The medical term blepharitis refers to inflammation in a person’s eyelids. Although usually not sight-threatening, it can cause significant discomfort and subtle infection. Blepharitis is a chronic (no cure) disease, but daily treatment can minimize it.
The site of the inflammation in the lid are tiny glands on both the upper and lower eyelids. These glands produce a clear oil that is part of the tear film of the eye. When a person has blepharitis, this oil changes to a thick greasy consistency which can then plug the oil glands causing styes and other minor problems. Even if it does not plug the gland, the greasy secretions accumulate on the lashes and trap debris, bacteria and produce side effects.

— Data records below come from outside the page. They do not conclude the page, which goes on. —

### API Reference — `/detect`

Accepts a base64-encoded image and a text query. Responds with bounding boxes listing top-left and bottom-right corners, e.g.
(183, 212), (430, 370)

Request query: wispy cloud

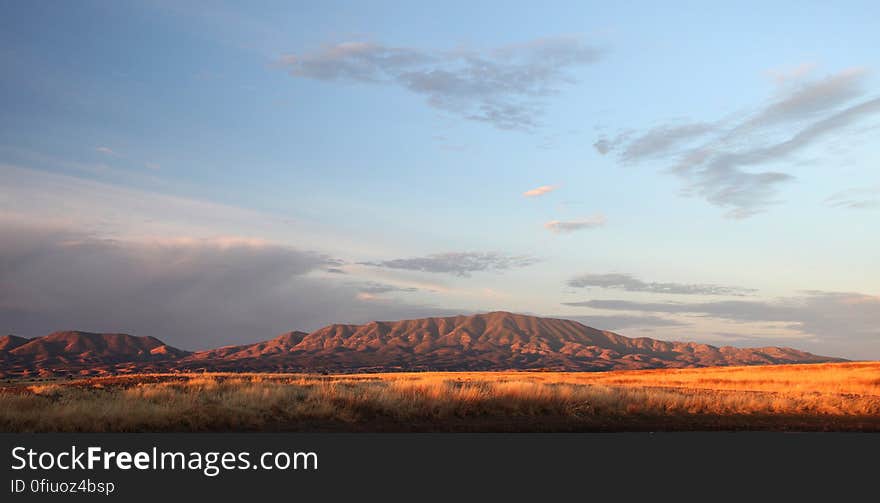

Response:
(567, 273), (756, 296)
(523, 185), (559, 197)
(281, 37), (601, 130)
(556, 314), (687, 330)
(0, 218), (458, 349)
(564, 291), (880, 357)
(594, 68), (880, 218)
(361, 252), (538, 277)
(544, 214), (606, 234)
(825, 187), (880, 210)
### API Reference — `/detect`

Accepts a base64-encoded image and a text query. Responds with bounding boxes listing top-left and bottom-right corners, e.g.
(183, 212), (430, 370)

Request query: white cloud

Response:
(544, 214), (606, 234)
(523, 185), (558, 197)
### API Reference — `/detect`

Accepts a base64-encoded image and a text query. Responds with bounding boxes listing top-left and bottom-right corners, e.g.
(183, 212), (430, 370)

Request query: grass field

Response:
(0, 362), (880, 432)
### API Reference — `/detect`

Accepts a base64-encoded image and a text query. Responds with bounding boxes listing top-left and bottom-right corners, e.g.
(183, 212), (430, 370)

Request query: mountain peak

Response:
(0, 311), (842, 374)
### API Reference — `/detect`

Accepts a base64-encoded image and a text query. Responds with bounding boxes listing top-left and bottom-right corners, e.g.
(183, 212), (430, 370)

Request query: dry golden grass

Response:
(0, 363), (880, 431)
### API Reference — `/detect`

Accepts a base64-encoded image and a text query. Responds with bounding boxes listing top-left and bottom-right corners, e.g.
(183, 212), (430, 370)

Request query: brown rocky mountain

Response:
(0, 331), (189, 375)
(0, 312), (842, 375)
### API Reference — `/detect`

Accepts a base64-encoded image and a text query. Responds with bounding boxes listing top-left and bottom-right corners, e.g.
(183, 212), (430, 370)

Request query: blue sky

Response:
(0, 2), (880, 358)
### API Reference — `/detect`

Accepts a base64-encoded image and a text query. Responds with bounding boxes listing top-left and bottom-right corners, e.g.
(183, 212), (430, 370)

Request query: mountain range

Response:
(0, 312), (844, 377)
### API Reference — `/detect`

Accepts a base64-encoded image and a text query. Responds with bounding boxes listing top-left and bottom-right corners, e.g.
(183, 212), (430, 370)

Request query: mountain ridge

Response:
(0, 311), (845, 376)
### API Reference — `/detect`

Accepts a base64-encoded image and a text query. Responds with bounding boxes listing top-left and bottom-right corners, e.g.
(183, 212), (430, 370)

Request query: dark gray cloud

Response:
(565, 291), (880, 359)
(554, 314), (687, 331)
(282, 37), (601, 130)
(606, 122), (718, 162)
(594, 69), (880, 218)
(567, 273), (756, 296)
(361, 252), (539, 277)
(352, 281), (419, 295)
(0, 223), (459, 349)
(825, 187), (880, 210)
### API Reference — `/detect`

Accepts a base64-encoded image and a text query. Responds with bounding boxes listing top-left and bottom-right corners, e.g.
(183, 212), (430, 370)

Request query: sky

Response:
(0, 1), (880, 359)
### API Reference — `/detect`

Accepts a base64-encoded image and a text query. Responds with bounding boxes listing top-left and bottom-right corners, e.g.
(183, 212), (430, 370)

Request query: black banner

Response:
(0, 433), (880, 502)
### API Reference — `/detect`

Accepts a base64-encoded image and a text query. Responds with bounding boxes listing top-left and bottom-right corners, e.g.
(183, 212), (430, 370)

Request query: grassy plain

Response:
(0, 362), (880, 432)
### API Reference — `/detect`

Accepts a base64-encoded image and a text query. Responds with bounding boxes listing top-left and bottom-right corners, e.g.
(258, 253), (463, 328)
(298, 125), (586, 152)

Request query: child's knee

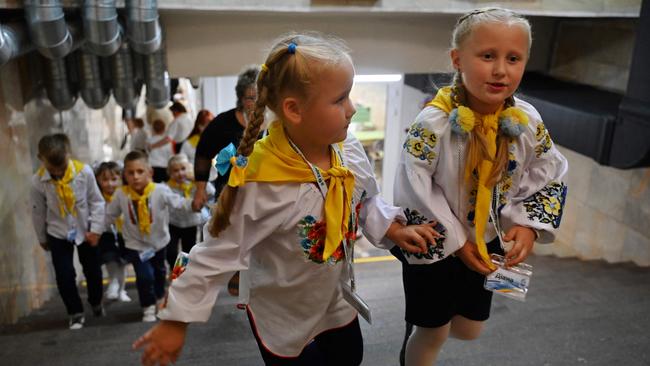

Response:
(450, 316), (483, 341)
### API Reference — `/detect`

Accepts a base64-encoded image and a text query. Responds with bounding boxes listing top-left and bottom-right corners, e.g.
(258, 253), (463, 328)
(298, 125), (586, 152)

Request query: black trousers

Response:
(47, 235), (103, 315)
(167, 225), (196, 271)
(248, 312), (363, 366)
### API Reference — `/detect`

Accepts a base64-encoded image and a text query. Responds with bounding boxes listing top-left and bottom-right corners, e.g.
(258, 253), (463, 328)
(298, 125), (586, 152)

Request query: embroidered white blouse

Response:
(106, 183), (192, 251)
(159, 135), (404, 357)
(394, 98), (568, 264)
(30, 162), (105, 245)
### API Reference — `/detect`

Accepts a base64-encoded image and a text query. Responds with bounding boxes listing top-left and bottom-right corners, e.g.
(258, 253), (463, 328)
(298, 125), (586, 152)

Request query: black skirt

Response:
(391, 238), (503, 328)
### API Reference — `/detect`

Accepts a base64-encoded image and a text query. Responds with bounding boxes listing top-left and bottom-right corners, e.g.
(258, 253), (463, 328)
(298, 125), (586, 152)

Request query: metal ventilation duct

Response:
(0, 24), (33, 66)
(43, 54), (77, 111)
(24, 0), (73, 58)
(126, 0), (162, 55)
(78, 48), (110, 109)
(143, 48), (170, 108)
(111, 42), (140, 109)
(83, 0), (122, 56)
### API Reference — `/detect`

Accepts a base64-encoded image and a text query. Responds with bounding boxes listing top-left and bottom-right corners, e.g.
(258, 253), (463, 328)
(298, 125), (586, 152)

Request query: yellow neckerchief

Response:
(122, 182), (156, 235)
(185, 134), (201, 149)
(228, 123), (354, 261)
(167, 179), (194, 198)
(102, 192), (123, 233)
(427, 87), (503, 269)
(38, 160), (84, 217)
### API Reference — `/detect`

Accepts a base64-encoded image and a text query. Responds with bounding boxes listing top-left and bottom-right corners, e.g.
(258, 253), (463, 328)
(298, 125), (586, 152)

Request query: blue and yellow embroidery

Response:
(298, 215), (345, 264)
(404, 123), (438, 164)
(400, 208), (447, 259)
(523, 182), (567, 229)
(535, 122), (553, 158)
(497, 143), (517, 211)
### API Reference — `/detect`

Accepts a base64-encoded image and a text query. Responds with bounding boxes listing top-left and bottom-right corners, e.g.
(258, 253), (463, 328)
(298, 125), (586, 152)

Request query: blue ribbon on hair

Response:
(215, 142), (237, 176)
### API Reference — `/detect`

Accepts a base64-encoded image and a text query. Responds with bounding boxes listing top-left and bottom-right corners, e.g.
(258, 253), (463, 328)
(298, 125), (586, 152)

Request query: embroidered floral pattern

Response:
(498, 144), (517, 211)
(400, 208), (447, 259)
(404, 123), (438, 164)
(524, 182), (567, 229)
(298, 191), (366, 264)
(298, 215), (345, 264)
(535, 122), (553, 158)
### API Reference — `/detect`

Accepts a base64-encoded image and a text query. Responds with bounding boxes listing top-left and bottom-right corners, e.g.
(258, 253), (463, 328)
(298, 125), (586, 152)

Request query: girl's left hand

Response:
(503, 226), (535, 267)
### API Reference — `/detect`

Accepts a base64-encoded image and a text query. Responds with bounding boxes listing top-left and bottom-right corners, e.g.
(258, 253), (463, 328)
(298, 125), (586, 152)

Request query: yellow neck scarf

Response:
(102, 192), (122, 233)
(427, 87), (503, 268)
(167, 179), (194, 198)
(38, 160), (84, 217)
(228, 122), (354, 261)
(122, 182), (156, 235)
(185, 134), (201, 149)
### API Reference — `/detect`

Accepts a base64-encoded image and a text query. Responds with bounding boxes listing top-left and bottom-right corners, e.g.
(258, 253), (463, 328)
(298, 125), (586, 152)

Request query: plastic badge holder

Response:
(484, 254), (533, 301)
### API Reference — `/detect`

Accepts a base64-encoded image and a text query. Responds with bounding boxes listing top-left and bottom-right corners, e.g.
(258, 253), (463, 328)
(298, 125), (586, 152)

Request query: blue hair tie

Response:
(287, 42), (298, 55)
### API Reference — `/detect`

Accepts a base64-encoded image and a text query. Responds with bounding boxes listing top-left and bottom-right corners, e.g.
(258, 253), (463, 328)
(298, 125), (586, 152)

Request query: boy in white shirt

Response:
(106, 151), (192, 322)
(30, 133), (104, 329)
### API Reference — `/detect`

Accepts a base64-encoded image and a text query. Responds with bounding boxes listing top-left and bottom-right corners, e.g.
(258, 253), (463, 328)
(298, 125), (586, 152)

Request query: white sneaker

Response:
(142, 305), (157, 323)
(68, 313), (86, 330)
(106, 279), (120, 301)
(118, 290), (131, 302)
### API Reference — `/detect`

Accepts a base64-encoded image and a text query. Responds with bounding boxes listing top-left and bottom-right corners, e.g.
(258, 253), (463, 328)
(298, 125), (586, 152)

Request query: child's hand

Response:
(192, 188), (208, 211)
(456, 240), (492, 276)
(503, 226), (535, 267)
(86, 231), (99, 247)
(386, 222), (442, 253)
(133, 320), (187, 366)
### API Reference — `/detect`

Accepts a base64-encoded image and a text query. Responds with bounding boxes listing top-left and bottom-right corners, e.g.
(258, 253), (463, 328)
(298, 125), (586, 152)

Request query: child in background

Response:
(95, 161), (131, 302)
(167, 153), (214, 270)
(134, 34), (436, 366)
(147, 119), (175, 183)
(106, 151), (192, 322)
(181, 109), (214, 164)
(30, 133), (104, 329)
(392, 8), (567, 366)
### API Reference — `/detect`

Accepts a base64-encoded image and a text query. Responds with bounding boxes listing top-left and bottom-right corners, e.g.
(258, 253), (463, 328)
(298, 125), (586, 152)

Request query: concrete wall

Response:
(0, 61), (53, 324)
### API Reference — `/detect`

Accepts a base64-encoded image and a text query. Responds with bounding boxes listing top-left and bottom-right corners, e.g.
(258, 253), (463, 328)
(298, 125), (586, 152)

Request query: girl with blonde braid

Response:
(392, 8), (567, 366)
(134, 34), (437, 365)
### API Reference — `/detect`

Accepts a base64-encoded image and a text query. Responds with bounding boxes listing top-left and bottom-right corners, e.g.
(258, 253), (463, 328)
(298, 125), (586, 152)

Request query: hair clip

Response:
(287, 42), (298, 55)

Fortunately, the treatment is relatively simple and can be built into a person’s schedule without inconvenience. The answer is good lid hygiene.
View informational video on 3DEye about Lid Scrubs and the Warm Compress.
To avoid blepharitis patients should use hot, moist lid scrubs. This involves placing a clean washcloth under warm tap water, add a dab of baby shampoo and gently rubbing the closed lids where the eyelashes exit, for two minutes.
Dr. Baron suggests the frequency that this procedure should be done depends upon the severity of the blepharitis, but it should be done AT LEAST ONCE each day. Although antibiotics may be of some help during the early treatment of blepharitis, they are much less important than effective and continued good hygiene.
Your adherence to this procedure will give you healthy comfortable eyes, free of blepharitis and its complications.